Я довольно долго оставался ребенком, который не знает, кем он хочет быть. Для меня было ужасно представить, что я состоялся в какой-либо профессии. И когда я приходил в новое учебное заведение, я всегда делал то, что не положено делать, а то, что требуется — нет. Когда я начал заниматься театром, я был уверен, что и это пройдет. Как начну повторяться, так и уйду, думал я. Но театр затянул, и я оказался в ловушке. Я очень часто повторяю, что я не человек, а машина для производства театра».
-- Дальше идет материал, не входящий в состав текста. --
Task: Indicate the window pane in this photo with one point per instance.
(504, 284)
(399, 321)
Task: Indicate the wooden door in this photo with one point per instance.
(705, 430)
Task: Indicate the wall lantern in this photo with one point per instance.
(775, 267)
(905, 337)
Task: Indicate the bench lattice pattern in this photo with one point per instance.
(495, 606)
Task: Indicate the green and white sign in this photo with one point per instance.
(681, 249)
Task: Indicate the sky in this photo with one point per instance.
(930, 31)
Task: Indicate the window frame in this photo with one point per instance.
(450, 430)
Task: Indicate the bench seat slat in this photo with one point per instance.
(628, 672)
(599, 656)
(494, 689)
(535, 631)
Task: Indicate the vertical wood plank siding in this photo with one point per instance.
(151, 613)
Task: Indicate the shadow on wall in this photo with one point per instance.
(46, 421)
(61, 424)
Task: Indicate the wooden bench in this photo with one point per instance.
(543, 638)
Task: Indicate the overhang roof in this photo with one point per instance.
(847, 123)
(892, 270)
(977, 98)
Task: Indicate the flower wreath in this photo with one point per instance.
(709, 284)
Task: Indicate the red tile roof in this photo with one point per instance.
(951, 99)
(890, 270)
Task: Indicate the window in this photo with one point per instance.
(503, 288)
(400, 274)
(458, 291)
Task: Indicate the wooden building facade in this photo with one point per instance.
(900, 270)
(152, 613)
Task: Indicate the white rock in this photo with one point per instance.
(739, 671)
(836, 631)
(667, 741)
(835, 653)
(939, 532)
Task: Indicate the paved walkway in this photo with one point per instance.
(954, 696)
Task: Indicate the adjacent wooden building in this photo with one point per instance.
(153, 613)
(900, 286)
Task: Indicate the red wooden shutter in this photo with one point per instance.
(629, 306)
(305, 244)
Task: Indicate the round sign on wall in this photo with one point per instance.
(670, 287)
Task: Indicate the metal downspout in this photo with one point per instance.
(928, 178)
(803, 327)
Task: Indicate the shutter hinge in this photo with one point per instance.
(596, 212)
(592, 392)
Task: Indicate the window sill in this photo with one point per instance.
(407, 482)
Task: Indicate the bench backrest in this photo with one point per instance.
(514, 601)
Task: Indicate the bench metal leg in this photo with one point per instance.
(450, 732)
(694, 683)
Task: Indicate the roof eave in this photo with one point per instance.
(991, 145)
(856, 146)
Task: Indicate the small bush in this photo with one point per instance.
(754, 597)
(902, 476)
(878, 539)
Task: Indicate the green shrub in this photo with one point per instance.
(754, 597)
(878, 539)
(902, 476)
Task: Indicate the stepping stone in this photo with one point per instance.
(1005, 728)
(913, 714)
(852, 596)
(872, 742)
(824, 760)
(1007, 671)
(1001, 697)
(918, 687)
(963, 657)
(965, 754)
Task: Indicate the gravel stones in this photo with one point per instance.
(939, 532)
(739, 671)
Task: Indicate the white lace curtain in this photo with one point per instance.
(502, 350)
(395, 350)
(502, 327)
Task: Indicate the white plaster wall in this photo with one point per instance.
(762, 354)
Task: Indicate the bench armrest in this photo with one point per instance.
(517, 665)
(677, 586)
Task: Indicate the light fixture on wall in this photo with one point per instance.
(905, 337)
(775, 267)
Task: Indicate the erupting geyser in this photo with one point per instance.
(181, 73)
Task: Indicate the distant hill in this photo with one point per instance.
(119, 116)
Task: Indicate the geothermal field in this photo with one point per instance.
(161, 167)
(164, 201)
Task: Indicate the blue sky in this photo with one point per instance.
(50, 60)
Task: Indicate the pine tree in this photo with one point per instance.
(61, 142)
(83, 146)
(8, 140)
Как было бы прекрасно, если бы все машины были такие живые и мыслящие. Я вначале говорил, что параллельно с действием в глубине сцены на экране шли субтитры, но я забыл сказать, что ближе к середине спектакля уже перестал читать их: зачем пялиться на слова и проецировать их смысл на происходящее, когда можно наблюдать жизнь напрямую. В общем, польский режиссер и литовские актеры подвели меня к выводу, что умение понять театр даже поверх слов, «на чужом языке», ещё не утрачено человеком.